The LGBTQIA+ Histories exhibition brings together more than 150 national and international works and documents, demonstrating the diversity of LGBTQIA+ production and narrative, especially after the HIV/AIDS crisis of the 1990s.
“The current global landscape for queer and trans people is uneven: acceptance, solidarity and visibility exist side by side with hatred, censorship and outright legal prohibition in different parts of the world. So, on the one hand, greater attention to lesbian, gay, bisexual, transgender, queer, intersex, asexual and other minority (LGBTQIA+) issues is creating more opportunities for queer and trans artists and thinkers. On the other hand, LGBTQIA+ people around the world – affected differently by their race, class, gender, age, and nationality – continue to face oppression. In this context, LGBTQIA+ Histories brings together works that thematize queer topics or are made by LGBTQIA+ artists, activists, and researchers. The show celebrates the richness and multiplicity of queer creativity in the visual arts,” say Julia Bryan-Wilson, Assistant Curator of Modern and Contemporary Art, MASP, and Adriano Pedrosa, Artistic Director. Queer, in the English language, originally meant “strange,” but at some point, it also meant “sexually deviant.” Since the end of the 20th century, however, it has been reclaimed by lesbians, gays, bisexuals and transgender people as a broad term to identify themselves.

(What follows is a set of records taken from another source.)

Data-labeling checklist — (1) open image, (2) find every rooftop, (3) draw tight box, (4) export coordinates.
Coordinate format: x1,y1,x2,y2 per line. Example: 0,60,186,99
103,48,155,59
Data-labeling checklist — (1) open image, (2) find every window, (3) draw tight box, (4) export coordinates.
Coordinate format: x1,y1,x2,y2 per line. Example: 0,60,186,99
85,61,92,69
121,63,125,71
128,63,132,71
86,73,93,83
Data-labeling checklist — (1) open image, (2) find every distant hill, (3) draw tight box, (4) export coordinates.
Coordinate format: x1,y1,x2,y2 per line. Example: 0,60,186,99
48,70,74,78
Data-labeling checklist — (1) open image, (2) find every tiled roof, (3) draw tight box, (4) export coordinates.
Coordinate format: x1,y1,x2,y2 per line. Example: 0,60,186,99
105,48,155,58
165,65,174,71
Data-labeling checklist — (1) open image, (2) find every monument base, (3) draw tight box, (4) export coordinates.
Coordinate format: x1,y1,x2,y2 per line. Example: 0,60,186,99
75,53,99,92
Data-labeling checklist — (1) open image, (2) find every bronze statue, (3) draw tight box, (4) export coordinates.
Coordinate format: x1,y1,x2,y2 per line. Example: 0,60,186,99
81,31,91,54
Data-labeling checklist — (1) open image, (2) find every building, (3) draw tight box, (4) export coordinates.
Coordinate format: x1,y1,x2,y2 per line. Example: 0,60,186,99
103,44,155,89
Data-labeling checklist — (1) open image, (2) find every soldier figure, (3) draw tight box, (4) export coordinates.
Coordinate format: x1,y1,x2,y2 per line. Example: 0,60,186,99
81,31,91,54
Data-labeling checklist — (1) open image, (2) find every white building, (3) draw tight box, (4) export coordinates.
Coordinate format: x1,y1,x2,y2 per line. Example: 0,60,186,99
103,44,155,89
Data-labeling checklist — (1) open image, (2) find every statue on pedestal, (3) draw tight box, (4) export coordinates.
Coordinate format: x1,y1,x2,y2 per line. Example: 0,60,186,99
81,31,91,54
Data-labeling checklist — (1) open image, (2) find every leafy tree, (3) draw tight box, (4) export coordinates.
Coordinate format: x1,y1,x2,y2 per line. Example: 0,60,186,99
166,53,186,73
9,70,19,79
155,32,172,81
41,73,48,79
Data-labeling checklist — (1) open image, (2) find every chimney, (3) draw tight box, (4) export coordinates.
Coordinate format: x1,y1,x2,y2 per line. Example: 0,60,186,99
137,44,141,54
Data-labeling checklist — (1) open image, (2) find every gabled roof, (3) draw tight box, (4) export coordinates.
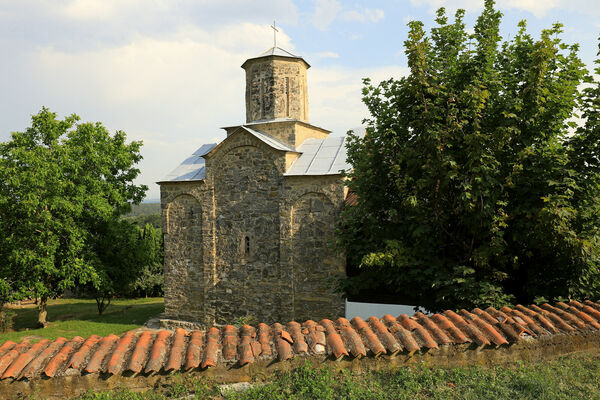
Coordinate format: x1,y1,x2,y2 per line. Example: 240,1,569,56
159,143,217,182
0,300,600,380
240,125,297,153
285,136,352,176
258,46,302,58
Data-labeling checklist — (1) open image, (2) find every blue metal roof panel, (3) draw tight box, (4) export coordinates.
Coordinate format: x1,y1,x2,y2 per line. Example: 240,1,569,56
285,136,351,176
161,143,217,182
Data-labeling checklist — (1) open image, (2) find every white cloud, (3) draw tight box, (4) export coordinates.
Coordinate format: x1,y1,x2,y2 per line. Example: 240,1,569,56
0,12,403,198
342,8,385,23
308,64,408,135
312,0,342,30
315,51,340,58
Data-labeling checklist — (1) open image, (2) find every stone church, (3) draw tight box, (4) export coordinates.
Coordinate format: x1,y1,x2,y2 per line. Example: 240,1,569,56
158,47,349,325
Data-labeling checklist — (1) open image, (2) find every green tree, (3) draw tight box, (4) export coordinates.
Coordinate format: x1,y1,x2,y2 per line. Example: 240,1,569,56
83,223,163,314
339,0,600,310
0,108,147,326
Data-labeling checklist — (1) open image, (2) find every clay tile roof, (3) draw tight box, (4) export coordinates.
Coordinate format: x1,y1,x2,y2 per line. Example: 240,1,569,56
0,301,600,381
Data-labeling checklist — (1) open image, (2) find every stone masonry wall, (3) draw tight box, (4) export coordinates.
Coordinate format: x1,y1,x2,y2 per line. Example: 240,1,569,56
245,57,308,122
281,175,346,321
161,131,345,325
207,132,290,324
161,182,211,321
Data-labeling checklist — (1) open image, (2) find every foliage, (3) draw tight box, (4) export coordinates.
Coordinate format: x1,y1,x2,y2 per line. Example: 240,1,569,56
340,0,600,310
85,220,163,314
124,224,165,297
123,214,162,229
0,308,16,333
70,353,600,400
0,108,146,325
123,203,162,229
0,297,164,344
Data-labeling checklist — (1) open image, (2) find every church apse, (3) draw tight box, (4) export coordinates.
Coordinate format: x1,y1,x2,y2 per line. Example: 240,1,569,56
159,41,348,326
164,194,204,319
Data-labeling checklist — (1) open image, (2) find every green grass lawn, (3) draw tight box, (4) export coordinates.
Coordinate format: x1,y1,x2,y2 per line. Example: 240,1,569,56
0,297,164,343
77,352,600,400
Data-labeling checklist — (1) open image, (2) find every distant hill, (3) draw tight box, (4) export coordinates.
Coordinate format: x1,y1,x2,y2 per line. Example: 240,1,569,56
123,203,161,229
125,203,160,218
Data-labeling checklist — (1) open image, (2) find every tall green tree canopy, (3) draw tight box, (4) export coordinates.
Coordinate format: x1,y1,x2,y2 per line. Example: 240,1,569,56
340,0,600,310
0,108,147,325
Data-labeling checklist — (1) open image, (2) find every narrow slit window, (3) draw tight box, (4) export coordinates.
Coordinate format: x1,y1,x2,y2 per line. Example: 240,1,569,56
244,236,250,256
285,77,290,117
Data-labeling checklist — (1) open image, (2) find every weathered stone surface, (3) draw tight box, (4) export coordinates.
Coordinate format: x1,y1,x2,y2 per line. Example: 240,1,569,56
244,56,308,122
161,48,345,326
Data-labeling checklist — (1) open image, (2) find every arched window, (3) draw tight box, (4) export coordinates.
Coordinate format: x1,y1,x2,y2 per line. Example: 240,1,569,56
244,236,250,256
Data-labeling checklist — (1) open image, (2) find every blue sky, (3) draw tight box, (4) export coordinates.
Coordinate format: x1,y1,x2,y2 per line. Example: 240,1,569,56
0,0,600,198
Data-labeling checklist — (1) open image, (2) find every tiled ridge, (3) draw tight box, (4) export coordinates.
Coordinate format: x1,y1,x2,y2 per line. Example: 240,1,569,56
0,300,600,380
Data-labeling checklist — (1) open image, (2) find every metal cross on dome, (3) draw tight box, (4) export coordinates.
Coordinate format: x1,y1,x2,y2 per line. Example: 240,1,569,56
271,21,279,47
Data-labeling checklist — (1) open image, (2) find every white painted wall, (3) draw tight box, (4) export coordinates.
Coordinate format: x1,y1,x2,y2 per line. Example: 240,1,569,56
346,300,416,320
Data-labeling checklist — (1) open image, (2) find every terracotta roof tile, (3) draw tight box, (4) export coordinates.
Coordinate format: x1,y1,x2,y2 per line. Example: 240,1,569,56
414,312,452,344
237,325,254,365
351,317,386,357
201,327,221,368
165,328,188,371
319,319,348,359
0,301,600,380
21,337,67,379
0,340,29,376
127,332,154,373
431,314,472,343
0,340,17,359
529,304,576,332
367,317,402,356
108,331,136,375
67,335,103,371
302,319,327,354
444,310,490,346
287,321,308,354
515,304,560,333
184,331,204,371
460,309,508,346
223,325,237,360
337,318,367,358
2,339,50,379
42,336,84,378
84,332,118,373
258,322,272,356
144,331,171,373
273,323,294,361
383,315,420,353
398,314,438,349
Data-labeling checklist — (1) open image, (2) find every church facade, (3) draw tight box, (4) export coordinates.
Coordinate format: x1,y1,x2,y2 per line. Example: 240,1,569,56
159,47,349,325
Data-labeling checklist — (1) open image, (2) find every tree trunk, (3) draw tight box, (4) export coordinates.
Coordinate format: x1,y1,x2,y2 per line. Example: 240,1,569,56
38,297,48,328
96,296,110,315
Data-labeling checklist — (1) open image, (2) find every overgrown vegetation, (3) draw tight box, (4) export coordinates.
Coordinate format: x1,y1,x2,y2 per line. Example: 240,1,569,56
71,353,600,400
83,220,164,314
0,297,164,344
340,0,600,310
0,108,162,327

Juxtaposing the past and the present, the exhibition presents works from different periods and artistic currents, highlighting visions of LGBTQIA+ histories that transcend time and space, as well as pointing to strategies of resistance. In O beijo 20 (2024), from the series Álbum dos desesquecimentos, Bahian artist Mayara Ferrão uses artificial intelligence to reveal erased narratives and imagine new futures, creating images that simulate old photographs to invent an iconography of Black lesbian histories.